In late September, she drove to Cheyenne to witness the sentencing of the 22-year-old woman who pleaded guilty to setting the clinic on fire. Burkhart said she wanted to show her gratitude to law enforcement. “In a lot of cases, folks aren’t caught,” she said.

“This is also for Dr. Tiller,” she added. “Nobody caught the bomber. Nobody caught the person who drilled a hole in the roof and flooded the clinic.”

But her visits to Wyoming became less regular. Just before Thanksgiving, staff members said, Burkhart erupted during a videoconference and threatened to quit.

In late January, she told the staff that she would step back from her role running the clinic, though she would continue to lead Wellspring’s board.

“This work is relentless, and I’m simply trying to find some balance in my life here,” Burkhart said in a phone interview. She said it was not the local opposition that wore her down. “The arson aside, it is not the most hostile area I have worked at in this country,” she said.

She is also a part owner of a clinic in Illinois, and hoping to open more, and characterized herself as “more of a startup person.”

“It was just too much,” she said. “What I love is building things. I love taking something from scratch and giving it life and watching our patients come through the doors.”

Lichtenfels, who recruited Burkhart, said there was no question the arson had taken a toll on her: having to make sure donors and staff members did not give up, all the while not knowing who had committed the crime or what else they might be planning.

“She knew what the risks were, especially given her experience with Dr. Tiller’s murder,” Lichtenfels said. “Regardless, it’s emotionally and physically draining when it happens.”

Brown, the nurse, will run the clinic in Casper, overseen by a new executive director who lives in Arkansas, a former colleague of Burkhart’s from Trust Women in Wichita. Burkhart said she felt confident in the clinic’s future under them: “We didn’t work this hard to watch things fall apart.”
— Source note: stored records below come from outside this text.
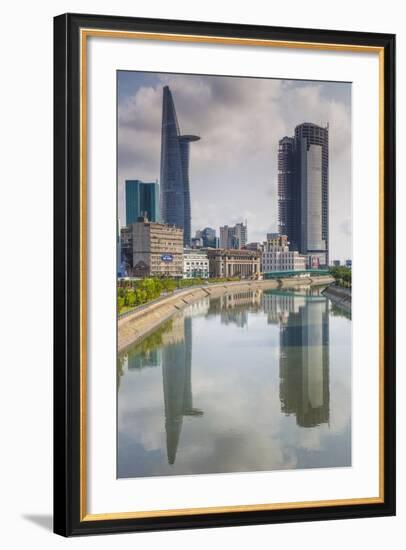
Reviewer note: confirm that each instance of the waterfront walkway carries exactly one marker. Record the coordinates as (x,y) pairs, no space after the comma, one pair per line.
(138,323)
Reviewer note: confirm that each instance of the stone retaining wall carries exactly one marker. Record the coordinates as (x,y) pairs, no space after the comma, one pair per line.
(139,324)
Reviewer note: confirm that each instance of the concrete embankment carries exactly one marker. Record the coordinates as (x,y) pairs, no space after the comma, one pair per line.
(145,319)
(339,296)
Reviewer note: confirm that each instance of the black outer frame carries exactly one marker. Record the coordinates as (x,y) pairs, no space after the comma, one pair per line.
(67,275)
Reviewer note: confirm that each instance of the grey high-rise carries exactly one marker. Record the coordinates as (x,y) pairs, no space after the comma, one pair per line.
(303,191)
(175,188)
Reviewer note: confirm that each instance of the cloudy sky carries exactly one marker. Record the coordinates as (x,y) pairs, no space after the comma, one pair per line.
(233,168)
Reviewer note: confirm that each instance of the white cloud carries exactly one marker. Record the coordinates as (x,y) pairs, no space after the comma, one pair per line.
(233,169)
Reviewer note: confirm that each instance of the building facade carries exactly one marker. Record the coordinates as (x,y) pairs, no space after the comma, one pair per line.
(303,190)
(195,264)
(141,199)
(235,236)
(175,189)
(277,256)
(208,237)
(234,263)
(152,249)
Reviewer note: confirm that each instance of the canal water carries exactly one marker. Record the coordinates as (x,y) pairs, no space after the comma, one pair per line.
(249,381)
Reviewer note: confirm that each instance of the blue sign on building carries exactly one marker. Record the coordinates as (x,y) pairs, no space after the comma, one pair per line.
(167,257)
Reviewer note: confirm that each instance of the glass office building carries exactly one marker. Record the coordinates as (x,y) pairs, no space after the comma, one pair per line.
(175,188)
(303,190)
(141,199)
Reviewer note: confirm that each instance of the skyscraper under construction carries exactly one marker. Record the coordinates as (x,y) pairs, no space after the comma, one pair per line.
(175,189)
(303,192)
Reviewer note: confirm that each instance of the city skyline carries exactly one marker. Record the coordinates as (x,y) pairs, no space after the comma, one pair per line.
(234,170)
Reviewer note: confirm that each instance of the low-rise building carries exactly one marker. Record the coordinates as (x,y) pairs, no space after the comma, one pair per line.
(278,257)
(195,264)
(152,249)
(225,262)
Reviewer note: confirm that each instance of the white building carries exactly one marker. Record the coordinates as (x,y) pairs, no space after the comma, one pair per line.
(277,256)
(235,236)
(195,264)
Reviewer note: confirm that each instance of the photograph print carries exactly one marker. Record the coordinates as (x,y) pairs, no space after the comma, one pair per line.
(234,263)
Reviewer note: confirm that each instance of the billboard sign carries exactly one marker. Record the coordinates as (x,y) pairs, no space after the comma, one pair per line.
(167,258)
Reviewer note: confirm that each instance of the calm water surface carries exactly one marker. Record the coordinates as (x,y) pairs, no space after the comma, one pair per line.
(246,382)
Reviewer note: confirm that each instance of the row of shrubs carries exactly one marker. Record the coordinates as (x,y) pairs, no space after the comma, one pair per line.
(133,293)
(342,276)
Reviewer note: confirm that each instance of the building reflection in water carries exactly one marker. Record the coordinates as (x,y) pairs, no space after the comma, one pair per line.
(304,354)
(177,385)
(303,321)
(234,307)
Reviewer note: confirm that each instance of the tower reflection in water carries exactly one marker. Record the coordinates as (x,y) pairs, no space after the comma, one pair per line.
(304,354)
(177,384)
(302,320)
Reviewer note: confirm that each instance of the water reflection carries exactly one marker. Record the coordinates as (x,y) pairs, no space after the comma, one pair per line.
(177,385)
(239,374)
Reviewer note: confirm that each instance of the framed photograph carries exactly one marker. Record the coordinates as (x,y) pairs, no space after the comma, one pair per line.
(224,274)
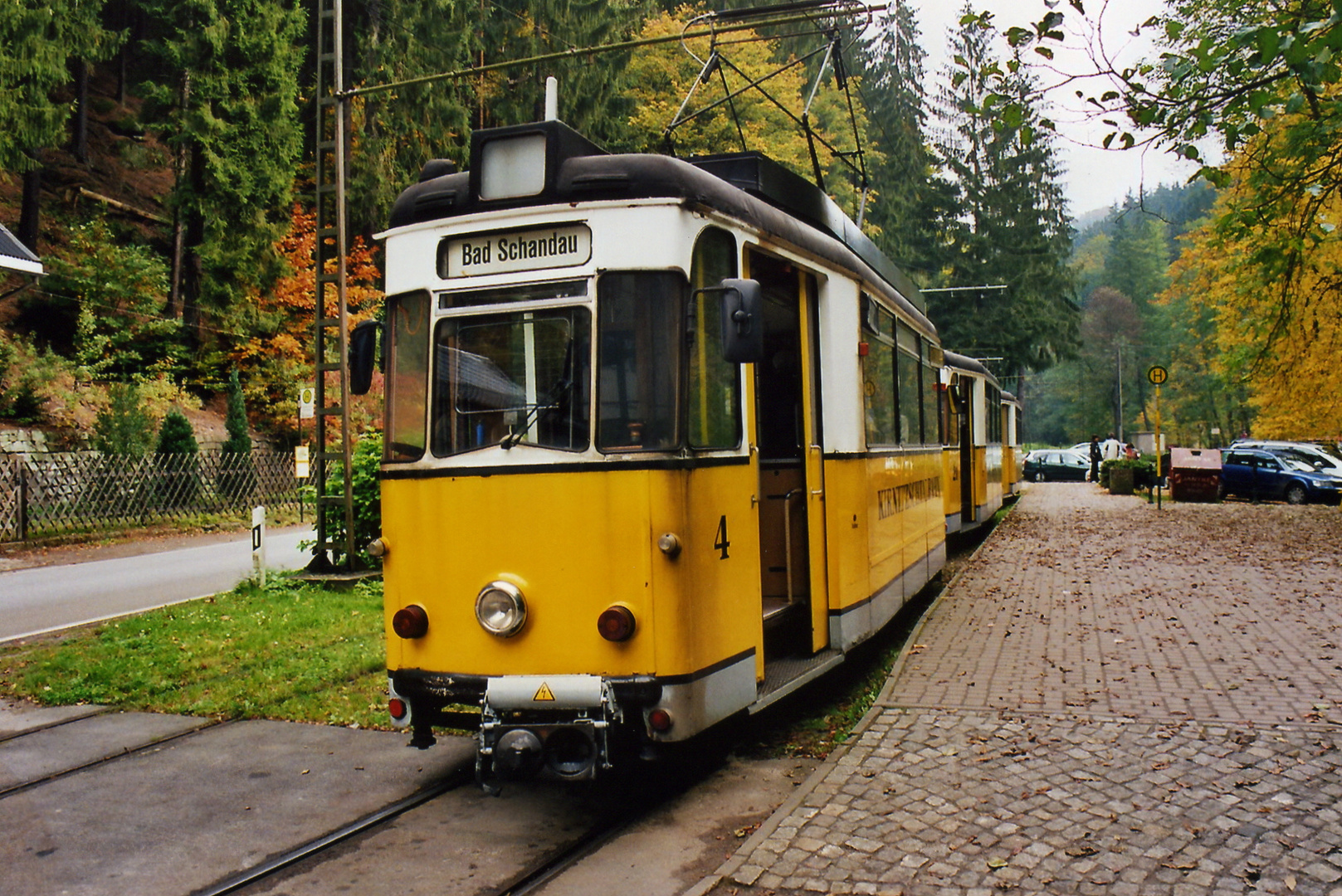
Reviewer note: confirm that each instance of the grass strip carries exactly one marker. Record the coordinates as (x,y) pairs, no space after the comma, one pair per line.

Demand seems to be increasing: The medication abortion clinic in Jackson closed in December, blaming high rent and other costs. That leaves Wellspring as the only abortion clinic in the state, and with a big hole to fill: Data from the Wyoming department of health shows that the number of abortions in the state doubled between 2021 and 2022.

Burkhart’s clinic remains a plaintiff in the lawsuits challenging Wyoming’s abortion law. A trial is set for April, but both the state and the abortion rights providers appeared in court in December to argue for a quicker judgment. The judge could rule any day.